Равнодушные | страница 44
— Не видал я что-то таких! — проговорил Ордынцев, вспоминая приятелей сына.
— А я знаю. Да иначе и быть не может… Иначе скотство давно бы заело нас… Кто ездил на холеру? Кто ездил на голод? Кто сегодня вот толпился на заседании? Кто посещает литературные вечера, на которых участвуют любимые писатели?.. Все молодежь… И если, быть может, она слишком на веру принимает всякие новые слова только потому, что они кажутся ей новыми, то и в этом разве не видно стремление найти правду… найти исход неразрешимым загадкам жизни, как-нибудь согласовать идеалы с житейской этикой… Вот только правда-то эта самая кусается… Не всякую можно говорить… Ну, да не всегда же литература будет бесшабашной… Очнется и она!..
Речь Верховцева звучала бодростью и верой.
— Твоими устами да мед бы пить, Сергей Павлович… И счастливый ты, что веришь и что можешь пером бороться за правду и бодрить людей.
— Ну, голубчик, какие мы борцы! — горько усмехнулся Верховцев. — Иной раз пишешь, и стыд берет… Эзопствуй, изворачивайся для того лишь, чтобы сказать элементарные истины… А ты думал: «куда влечет свободный гений»?
— Знаю. И вы под началом… Пиши, да оглядывайся…
— То-то оглядывайся… Да еще бойся, как бы без работы не остаться.
— Но по крайней мере ты от животных, вроде Гобзина, не зависишь. У тебя имя… Не смеют.
— Да ты из Аркадии, что, ли, приехал?.. Да нынче в литературе похуже твоего Гобзина завелись антрепренеры. Теперь их праздник. Откроет какой-нибудь непомнящий родства литературное заведение, пригласит повадливых господ, да и начнет тебя же, старого литератора, исправлять да сокращать.

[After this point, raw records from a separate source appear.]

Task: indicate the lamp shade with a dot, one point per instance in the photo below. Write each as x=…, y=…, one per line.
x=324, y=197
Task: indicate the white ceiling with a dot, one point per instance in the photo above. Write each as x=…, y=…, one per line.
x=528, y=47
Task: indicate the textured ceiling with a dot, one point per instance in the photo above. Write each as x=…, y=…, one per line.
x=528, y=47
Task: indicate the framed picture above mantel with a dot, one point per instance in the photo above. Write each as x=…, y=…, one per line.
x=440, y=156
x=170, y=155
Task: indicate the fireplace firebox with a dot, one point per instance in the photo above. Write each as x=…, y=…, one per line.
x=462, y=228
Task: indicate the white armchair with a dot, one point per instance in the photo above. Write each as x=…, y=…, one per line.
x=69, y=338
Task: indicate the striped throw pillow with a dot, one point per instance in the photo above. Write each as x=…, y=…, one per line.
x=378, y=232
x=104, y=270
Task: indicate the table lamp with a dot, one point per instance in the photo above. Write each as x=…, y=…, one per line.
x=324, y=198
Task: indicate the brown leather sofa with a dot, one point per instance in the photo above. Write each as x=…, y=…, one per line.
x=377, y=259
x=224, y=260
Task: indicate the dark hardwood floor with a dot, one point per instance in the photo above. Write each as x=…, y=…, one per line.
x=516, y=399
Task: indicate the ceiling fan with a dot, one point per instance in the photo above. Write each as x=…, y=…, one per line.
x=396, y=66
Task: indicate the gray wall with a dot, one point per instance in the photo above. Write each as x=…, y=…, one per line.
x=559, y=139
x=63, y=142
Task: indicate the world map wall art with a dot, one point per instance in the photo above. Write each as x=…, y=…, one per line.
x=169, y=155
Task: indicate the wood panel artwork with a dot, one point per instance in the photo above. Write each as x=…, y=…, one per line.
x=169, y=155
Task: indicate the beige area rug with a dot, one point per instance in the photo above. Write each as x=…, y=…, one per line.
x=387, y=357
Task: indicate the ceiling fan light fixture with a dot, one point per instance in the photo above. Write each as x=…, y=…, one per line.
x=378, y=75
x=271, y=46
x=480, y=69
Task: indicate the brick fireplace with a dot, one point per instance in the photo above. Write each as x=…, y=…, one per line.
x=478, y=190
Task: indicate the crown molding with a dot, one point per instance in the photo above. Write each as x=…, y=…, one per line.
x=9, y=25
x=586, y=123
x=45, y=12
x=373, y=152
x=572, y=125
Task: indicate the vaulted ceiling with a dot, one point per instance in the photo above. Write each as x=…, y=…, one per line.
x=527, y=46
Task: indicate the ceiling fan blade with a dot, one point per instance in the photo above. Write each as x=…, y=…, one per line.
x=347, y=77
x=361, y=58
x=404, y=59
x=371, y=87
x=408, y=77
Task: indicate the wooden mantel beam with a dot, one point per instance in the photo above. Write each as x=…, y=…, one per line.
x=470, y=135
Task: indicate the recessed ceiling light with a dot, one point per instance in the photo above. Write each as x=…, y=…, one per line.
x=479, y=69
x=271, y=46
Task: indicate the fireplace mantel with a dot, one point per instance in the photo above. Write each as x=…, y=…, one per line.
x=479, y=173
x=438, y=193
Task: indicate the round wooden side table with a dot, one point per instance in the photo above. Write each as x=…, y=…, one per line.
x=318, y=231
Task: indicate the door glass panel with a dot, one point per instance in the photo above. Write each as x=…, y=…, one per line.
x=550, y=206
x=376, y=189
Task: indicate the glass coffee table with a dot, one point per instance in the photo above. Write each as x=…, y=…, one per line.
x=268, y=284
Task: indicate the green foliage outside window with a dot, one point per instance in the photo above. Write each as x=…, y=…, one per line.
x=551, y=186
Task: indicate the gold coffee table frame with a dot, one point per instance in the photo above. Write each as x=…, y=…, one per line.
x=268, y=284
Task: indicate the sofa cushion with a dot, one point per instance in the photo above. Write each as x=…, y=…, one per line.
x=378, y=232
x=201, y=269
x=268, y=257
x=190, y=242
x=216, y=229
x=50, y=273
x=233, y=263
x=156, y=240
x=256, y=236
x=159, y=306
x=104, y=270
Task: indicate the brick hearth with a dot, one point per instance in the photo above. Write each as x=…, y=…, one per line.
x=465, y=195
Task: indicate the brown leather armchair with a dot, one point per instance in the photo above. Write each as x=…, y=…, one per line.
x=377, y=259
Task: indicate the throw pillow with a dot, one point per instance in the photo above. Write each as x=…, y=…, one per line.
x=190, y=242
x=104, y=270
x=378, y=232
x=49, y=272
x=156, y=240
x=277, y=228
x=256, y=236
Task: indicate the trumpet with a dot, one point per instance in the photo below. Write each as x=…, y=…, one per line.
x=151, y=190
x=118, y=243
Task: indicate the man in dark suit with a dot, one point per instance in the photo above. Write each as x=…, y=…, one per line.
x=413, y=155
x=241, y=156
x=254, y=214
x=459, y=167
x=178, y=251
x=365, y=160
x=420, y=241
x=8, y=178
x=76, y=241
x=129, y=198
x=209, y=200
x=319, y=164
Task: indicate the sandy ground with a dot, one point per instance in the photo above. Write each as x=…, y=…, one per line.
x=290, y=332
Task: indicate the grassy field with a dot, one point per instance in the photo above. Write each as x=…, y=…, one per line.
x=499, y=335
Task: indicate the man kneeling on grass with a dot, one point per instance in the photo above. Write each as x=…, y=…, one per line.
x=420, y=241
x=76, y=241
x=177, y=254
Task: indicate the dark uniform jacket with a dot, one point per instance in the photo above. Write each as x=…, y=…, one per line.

Он не понимает, скотина, что в душу твою так с сапогами и лезет. А тебе каково? Ну, отплюйся и беги вон. А куда убежишь? Два-три журнала, и шабаш. А то не угодно ли в какую-нибудь литературную помойную яму. Молодые литераторы не брезгливы. Куда угодно «поставят» и роман, и повесть, и статью… Получил гонорар — и прав. Ну, а мы, старики, еще конфузимся… А ты говоришь: «Имя. Не смеют!..» Святилище в конюшню обратили… Вот оно что! Выпьем-ка лучше, Василий Николаевич!
— Василию Николаевичу вредно пить! — заметила Вера Александровна.
— Я, Вера Александровна, редко позволяю себе… И мало ли что вредно… Я еще последний стакан, с вашего позволения.
И, чокаясь с Верховцевым, Ордынцев воскликнул:
— И все-таки я завидую твоему положению.
— Нашел чему завидовать!
— Завидую! — с каким-то ожесточением воскликнул Ордынцев. — И ты не спорь. Как подчас ни тяжело, а не уйдешь ты из литературы… Я знаю, тебе предлагали обрабатывать материалы в одном министерстве, но ты сказал: «Очень благодарен. Я обработаю их, если захочу, и сам…» Ведь верно?